With a focus on single-page Web applications, Blazor Server executes ASP.NET code on your Web server, compiling content into pre-rendered Web components with a Signal R connection between browser content and back-end services. This approach has the advantage of requiring relatively little bandwidth, at the expense of some latency with a round-trip connection between server and browser needed for each interaction. Pre-rendering content in this way can help users feel that an application is more responsive, with interactions refreshing the UI components.

The recent launch of Azure Static Web Apps as part of Azure App Services brought a new way of creating and using Web content to Azure and Windows. By building sites locally using Visual Studio Code and hosting content in GitHub, a custom GitHub action deploys updated content to Azure. Sites are built using HTML, client-side JavaScript, and API connections to databases and other services.

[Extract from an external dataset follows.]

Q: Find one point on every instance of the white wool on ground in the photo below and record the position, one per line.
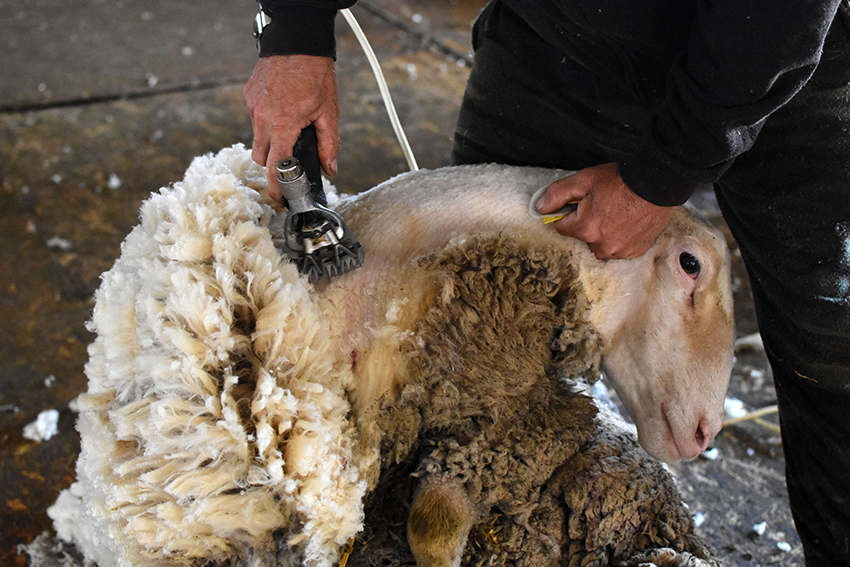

Like Blazor and PHP, Jamstack takes a template-driven approach to site design, though it’s less suited for traditional CMSes and more for file-based content that can be distributed through content delivery networks, using them to cache content closer to your users. You can build a content-based Azure Static Web Apps site using Jamstack techniques, but you have to be prepared to rebuild the entire site every time you publish any new content.

[ Also on InfoWorld: What is Jamstack? The static website revolution upending web development ]

Microsoft’s end of support for its own build of PHP isn’t a disaster. It’s a sign that Redmond’s priorities have changed; technologies such as WSL and Azure-hosted Linux offer alternate paths to building and running PHP code.

It’s also a sign that other, more modern approaches to Web application development may be more closely aligned with Microsoft’s current cloud-centric path, building on .NET and on modern application development techniques. Whatever you decide to do, you have plenty of options.